From the same director William Brent Bell of its first installment, The Boy, comes its sequel–Brahms: The Boy II with its three lead characters–the family of three–Sean, Liza, and Jude (Katie Holmes, Owain Yeoman, and Christopher Convery).
With the same writer–Stacey Menear of the first, the sequel tells a story about a young family who moves into a guest house on the estate. The couple’s young son soon makes an unsettling new friend, an eerily life-like doll, to whom he calls Brahms.
Finding the doll in the woods and after cleaning up, the doll sets the rules for Jude and his family to observe.
Like Greta Evans, a young American from Montana (from the previous film) who was hired as a nanny by the Heelshires, Jude has become the doll’s object of manipulations.

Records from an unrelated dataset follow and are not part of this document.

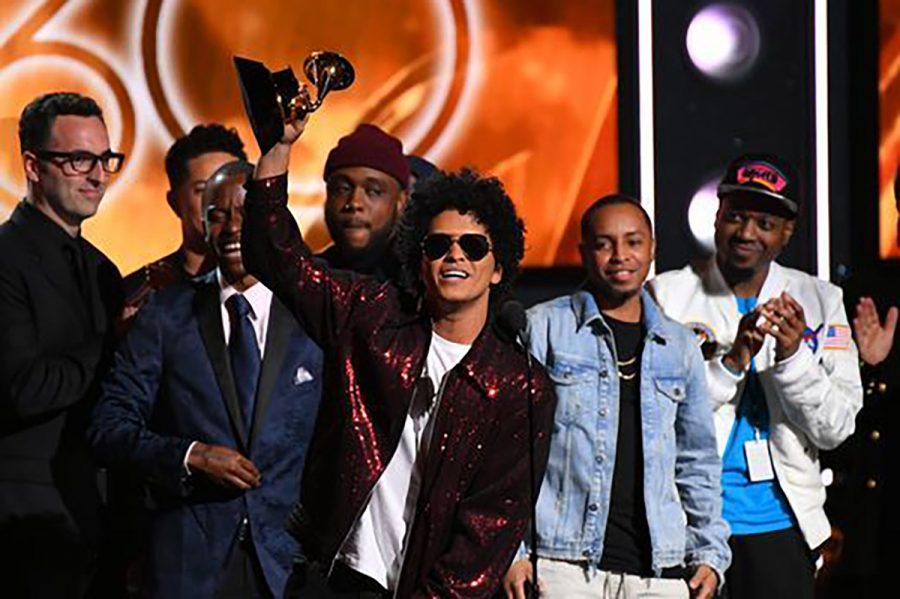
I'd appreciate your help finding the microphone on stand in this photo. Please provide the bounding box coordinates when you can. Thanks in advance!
[497,300,541,599]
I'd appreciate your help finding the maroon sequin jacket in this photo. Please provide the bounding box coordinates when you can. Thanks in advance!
[242,176,556,598]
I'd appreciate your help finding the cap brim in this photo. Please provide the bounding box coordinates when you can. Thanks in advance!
[717,184,799,216]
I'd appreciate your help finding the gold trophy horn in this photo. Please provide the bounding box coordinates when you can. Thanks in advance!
[234,52,356,154]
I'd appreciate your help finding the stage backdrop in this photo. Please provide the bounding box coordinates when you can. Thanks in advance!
[878,0,900,258]
[0,0,618,272]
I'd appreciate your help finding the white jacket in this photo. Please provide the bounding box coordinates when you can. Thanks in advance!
[650,258,863,548]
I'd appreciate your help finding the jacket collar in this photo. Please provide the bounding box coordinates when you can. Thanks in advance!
[704,256,787,304]
[571,286,667,339]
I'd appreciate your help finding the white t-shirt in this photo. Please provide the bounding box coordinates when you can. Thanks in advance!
[338,332,472,590]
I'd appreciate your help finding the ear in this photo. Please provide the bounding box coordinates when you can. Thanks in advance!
[166,189,178,218]
[22,150,41,183]
[781,218,797,246]
[397,190,409,214]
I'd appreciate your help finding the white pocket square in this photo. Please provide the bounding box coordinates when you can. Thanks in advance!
[294,366,313,385]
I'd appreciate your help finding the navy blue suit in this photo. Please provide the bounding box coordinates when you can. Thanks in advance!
[89,277,322,598]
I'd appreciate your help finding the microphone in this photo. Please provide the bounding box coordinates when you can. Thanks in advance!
[497,300,541,598]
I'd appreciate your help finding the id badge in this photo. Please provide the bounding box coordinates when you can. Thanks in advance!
[744,436,775,483]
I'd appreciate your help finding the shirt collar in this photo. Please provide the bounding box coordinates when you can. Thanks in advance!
[216,268,272,318]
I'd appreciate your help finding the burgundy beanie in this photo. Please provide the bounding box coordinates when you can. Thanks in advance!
[324,124,409,189]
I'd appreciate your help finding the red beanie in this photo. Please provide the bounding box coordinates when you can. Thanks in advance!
[324,124,409,189]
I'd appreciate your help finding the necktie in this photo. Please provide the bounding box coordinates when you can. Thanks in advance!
[225,293,260,432]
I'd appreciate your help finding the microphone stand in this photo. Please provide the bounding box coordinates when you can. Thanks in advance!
[516,331,540,599]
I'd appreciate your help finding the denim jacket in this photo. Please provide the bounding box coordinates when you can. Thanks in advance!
[528,289,731,580]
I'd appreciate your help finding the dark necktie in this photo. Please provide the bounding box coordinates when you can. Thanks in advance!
[225,293,260,432]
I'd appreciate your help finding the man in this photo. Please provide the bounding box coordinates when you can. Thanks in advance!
[504,195,730,599]
[319,124,410,281]
[653,154,862,599]
[125,123,247,317]
[244,118,555,598]
[90,162,322,598]
[0,93,124,597]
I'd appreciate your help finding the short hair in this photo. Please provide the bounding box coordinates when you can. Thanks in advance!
[395,168,525,303]
[166,123,247,189]
[581,193,653,239]
[19,92,105,152]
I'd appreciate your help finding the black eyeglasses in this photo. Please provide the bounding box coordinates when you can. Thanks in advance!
[35,150,125,175]
[422,233,492,262]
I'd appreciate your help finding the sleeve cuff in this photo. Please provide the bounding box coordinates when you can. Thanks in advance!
[181,441,199,476]
[246,173,288,205]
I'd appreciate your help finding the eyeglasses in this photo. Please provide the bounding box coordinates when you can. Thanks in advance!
[422,233,493,262]
[35,150,125,175]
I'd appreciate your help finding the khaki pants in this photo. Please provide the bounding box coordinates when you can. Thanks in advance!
[538,558,690,599]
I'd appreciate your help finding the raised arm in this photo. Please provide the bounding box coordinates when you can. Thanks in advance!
[241,123,376,348]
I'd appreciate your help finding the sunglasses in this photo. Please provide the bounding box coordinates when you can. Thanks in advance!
[422,233,492,262]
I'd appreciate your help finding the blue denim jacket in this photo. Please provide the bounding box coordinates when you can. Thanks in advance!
[528,289,731,580]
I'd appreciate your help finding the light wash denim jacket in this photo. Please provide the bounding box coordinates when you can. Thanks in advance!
[520,289,731,581]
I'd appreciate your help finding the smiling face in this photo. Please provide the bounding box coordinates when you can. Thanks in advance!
[205,173,256,291]
[421,210,503,314]
[579,203,655,304]
[716,197,795,273]
[23,115,110,231]
[325,166,406,257]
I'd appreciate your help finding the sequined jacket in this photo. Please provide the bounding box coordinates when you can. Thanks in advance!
[242,176,556,598]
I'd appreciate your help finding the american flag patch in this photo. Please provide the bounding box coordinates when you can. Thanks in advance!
[822,324,853,349]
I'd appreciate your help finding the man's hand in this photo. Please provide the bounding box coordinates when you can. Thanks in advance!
[723,310,765,372]
[188,443,262,491]
[853,297,897,366]
[254,114,309,179]
[503,558,533,599]
[758,292,806,362]
[688,564,719,599]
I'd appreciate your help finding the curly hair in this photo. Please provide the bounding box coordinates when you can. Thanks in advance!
[394,168,525,304]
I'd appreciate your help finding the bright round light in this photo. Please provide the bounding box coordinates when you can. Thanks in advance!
[685,3,759,81]
[688,177,719,254]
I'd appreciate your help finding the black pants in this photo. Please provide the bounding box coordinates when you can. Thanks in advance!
[215,538,272,599]
[725,528,816,599]
[284,561,393,599]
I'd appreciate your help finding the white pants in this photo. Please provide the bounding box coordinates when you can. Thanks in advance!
[538,558,690,599]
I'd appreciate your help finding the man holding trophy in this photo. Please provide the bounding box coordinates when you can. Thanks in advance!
[239,54,556,597]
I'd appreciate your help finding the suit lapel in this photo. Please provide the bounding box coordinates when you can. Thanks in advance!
[195,283,247,447]
[250,296,297,449]
[10,206,91,328]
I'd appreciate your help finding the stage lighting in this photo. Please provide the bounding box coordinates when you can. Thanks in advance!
[688,177,720,255]
[685,3,760,82]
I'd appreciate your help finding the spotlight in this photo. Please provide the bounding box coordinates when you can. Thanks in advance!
[685,3,760,82]
[688,177,721,255]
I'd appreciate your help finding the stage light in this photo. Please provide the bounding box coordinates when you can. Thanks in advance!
[688,177,720,255]
[685,3,760,81]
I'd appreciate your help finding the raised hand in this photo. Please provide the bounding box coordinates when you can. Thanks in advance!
[188,443,262,491]
[759,292,806,360]
[853,297,898,366]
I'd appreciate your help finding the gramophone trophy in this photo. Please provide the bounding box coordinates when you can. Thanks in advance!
[234,52,356,154]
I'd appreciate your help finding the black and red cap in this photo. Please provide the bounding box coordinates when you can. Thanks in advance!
[718,154,800,218]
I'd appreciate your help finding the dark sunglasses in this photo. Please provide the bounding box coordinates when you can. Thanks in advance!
[422,233,492,262]
[35,150,125,175]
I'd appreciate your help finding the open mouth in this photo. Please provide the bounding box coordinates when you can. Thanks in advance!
[219,239,241,256]
[441,268,471,281]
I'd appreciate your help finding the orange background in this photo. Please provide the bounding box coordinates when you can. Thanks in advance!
[878,0,900,258]
[0,0,618,273]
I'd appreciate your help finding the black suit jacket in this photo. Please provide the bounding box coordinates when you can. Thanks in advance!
[0,202,122,540]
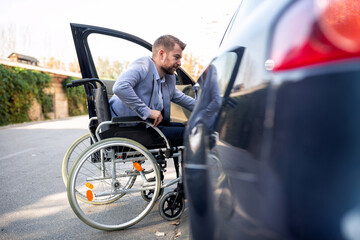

Creating fear for the audience is a little bit of a let-down in the film. It opts to shake and rattle the audience instead. Overall, it still has that horror feel in some scenes. Apart from the three leads, Ralph Ineson‘s character as Joseph plays an important part. He is the reason for the emergence of the doll named Brahms. Another character who makes sense of Jude’s condition is Anjali Jay as Dr. Lawrence.
Brahms is perhaps Annabelle‘s male doll version. Both dolls are haunted. The former is just less creepy than the latter.
Based on accounts by the Warrens, the paranormal investigator-author couple Ed and Lorraine—Annabelle is a haunted doll in the film The Conjuring (2013).
Brahms: The Boy II has its own merits as a horror film, but lacks that kind of feel from Asian horror flicks. Yes, it is as satisfying as the first one. For those who want to get some ‘scare’ over the weekend, this Bell film could be a good option there is.